We chose three virulent strains belonging to three representative serotypes: ST1, ST6B, and ST8. ST1 is highly invasive and, although included in conjugate vaccines, has been highly prevalent among the circulating isolates in Spanish elderly people in the last decade [22]. ST6B has been prevalent in children <5 years old [23,24]. Finally, ST8 is also highly invasive and is not included in current conjugate vaccines. This serotype has emerged as a replacement serotype [25] and displays epidemic potential [22,26].
In this work, we found that the three capsulated strains produced the highest amount of capsule in the medium with blood (THBB) and that the capsule decreased after contacting with released factors from host cells (MCM, ECM) and even more after direct contact with the cells (MC, EC).
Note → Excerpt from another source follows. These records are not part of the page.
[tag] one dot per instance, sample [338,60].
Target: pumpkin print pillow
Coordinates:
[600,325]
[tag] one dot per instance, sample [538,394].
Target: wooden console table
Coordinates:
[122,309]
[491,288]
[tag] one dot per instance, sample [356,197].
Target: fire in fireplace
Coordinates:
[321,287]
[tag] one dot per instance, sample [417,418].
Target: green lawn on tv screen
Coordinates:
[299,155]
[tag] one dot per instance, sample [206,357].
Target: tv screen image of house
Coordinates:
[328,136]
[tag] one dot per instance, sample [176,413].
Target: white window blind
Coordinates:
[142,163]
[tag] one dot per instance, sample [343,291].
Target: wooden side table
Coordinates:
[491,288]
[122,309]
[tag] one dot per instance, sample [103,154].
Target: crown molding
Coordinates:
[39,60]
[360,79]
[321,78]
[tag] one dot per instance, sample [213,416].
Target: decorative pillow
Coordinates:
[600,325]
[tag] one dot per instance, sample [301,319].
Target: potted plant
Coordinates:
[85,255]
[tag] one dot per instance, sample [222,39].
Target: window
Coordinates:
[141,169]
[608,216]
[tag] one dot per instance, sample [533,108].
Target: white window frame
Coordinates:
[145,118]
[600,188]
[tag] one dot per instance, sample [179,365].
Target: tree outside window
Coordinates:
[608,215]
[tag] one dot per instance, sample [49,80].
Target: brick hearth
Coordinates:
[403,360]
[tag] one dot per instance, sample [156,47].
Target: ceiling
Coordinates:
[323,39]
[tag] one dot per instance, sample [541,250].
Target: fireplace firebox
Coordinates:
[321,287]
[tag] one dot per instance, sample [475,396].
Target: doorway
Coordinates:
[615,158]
A possible explanation is that when the pneumococcus circulates in the blood in a septicemic episode, it synthesizes a thick capsule to avoid or minimize opsonization from blood antibodies [17,27]. When it contacts the host cells, the capsule must be thinner to allow adhesin proteins to adhere, as observed in biofilms [28]. The effect of growth medium on EV production, however, was not homogeneous, as ST6B and ST8 strains, but neither R6 nor ST1, underwent an overproduction in THBB. Additionally, contact with host-cell-released factors caused an increase in EVs produced by some strains but not by others. However, it can be observed that a lower amount of capsule is correlated with a higher production of EVs, as the capsule may hinder the release of vesicles.
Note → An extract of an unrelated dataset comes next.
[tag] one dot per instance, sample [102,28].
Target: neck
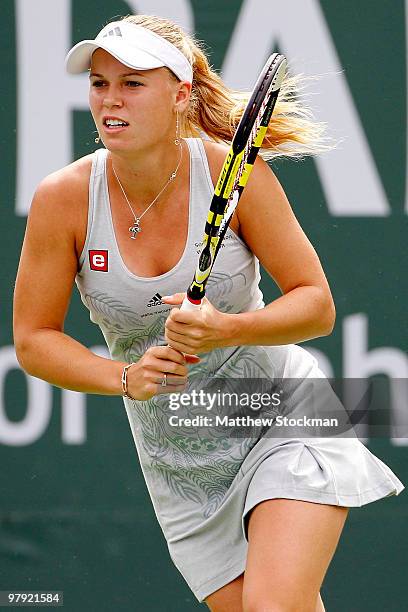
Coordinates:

“Shaving” live cells with proteases coupled to LC-MS/MS analysis is a powerful approach to identify in a fast and reliable way the most abundant and exposed surface proteins, a fraction known as the “surfome” or “surfaceome” [13]. Originally described for Streptococcus pyogenes [29], it has been applied to numerous microorganisms and parasites. We have extensively applied this strategy in S. pneumoniae [20,21,30] and S. suis [31,32,33,34,35] aiming at discovering potential vaccine and diagnostics candidates. Nevertheless, thus far, we have always used bacteria cultured in standard laboratory liquid broths, which might not be representative of what is really expressed in vivo. For this reason, we compared different culture models that might emulate diverse in vivo conditions. Ours is a comprehensive work integrating studies on surface proteins using proteomics, as well as capsule and EV production in different culture conditions.
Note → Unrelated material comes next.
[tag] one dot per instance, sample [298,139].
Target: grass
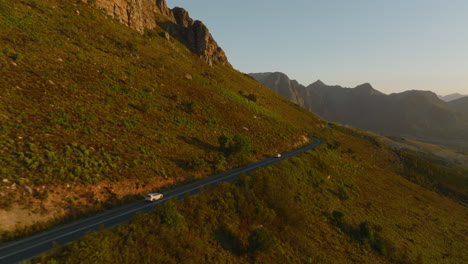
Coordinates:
[325,202]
Our surfomic analysis identified a total of 279 surface proteins. Those anchored to the cell wall were among the most frequently identified and widely distributed within the four strains and culture conditions, because of their relative abundance in bacterial surfaces, as already described in numerous works using this “shaving” approach [36,37,38,39]. The purpose of this work was not to validate all the changes at the surfomic level in all the conditions and strains analyzed but to provide insights into possible tracks to be explored in future investigations, as many changes in individual proteins were detected. Indeed, more general changes in a group or category of proteins could indicate a more specific physiological change or adaptation. In this regard, the finding that most of the identified cell-wall proteins tended to disappear after contact with epithelial cells is especially interesting, although the meaning of this change remains unclear. It is also very noteworthy that PcsB, annotated in R6 as Spr2021 and referenced in this work with this locus name, was only identified in the strains R6 and ST6B, both in THB and THBB but not after contact with cultured cells or their released factors. PcsB is a major and immunogenic protein [40] that is widely expressed in pneumococcus. Although it is predicted as secreted, it has been demonstrated that the preprotein form localizes to the plasma membrane [41]. In fact, we have identified it using the “shaving” approach in many pneumococcal strains cultured in complex broths and chemically defined media [20,21,30]. In a more recent study, we have shown also that this protein decreases in an iron deprivation condition, which simulates what occurs in vivo [42]. The concentrations of divalent metal cations in vivo are in general quite low, which explains the increase in genes encoding for functions related to metal cation binding and transport. In fact, our present study shows that GO categories related to zinc binding and transport are enriched when the pneumococcus contacts epithelial cells, thus revealing that, compared to a planktonic culture condition, the bacteria presumably have lower metal cation levels available and have to synthesize more transporters and binding proteins to uptake such ions.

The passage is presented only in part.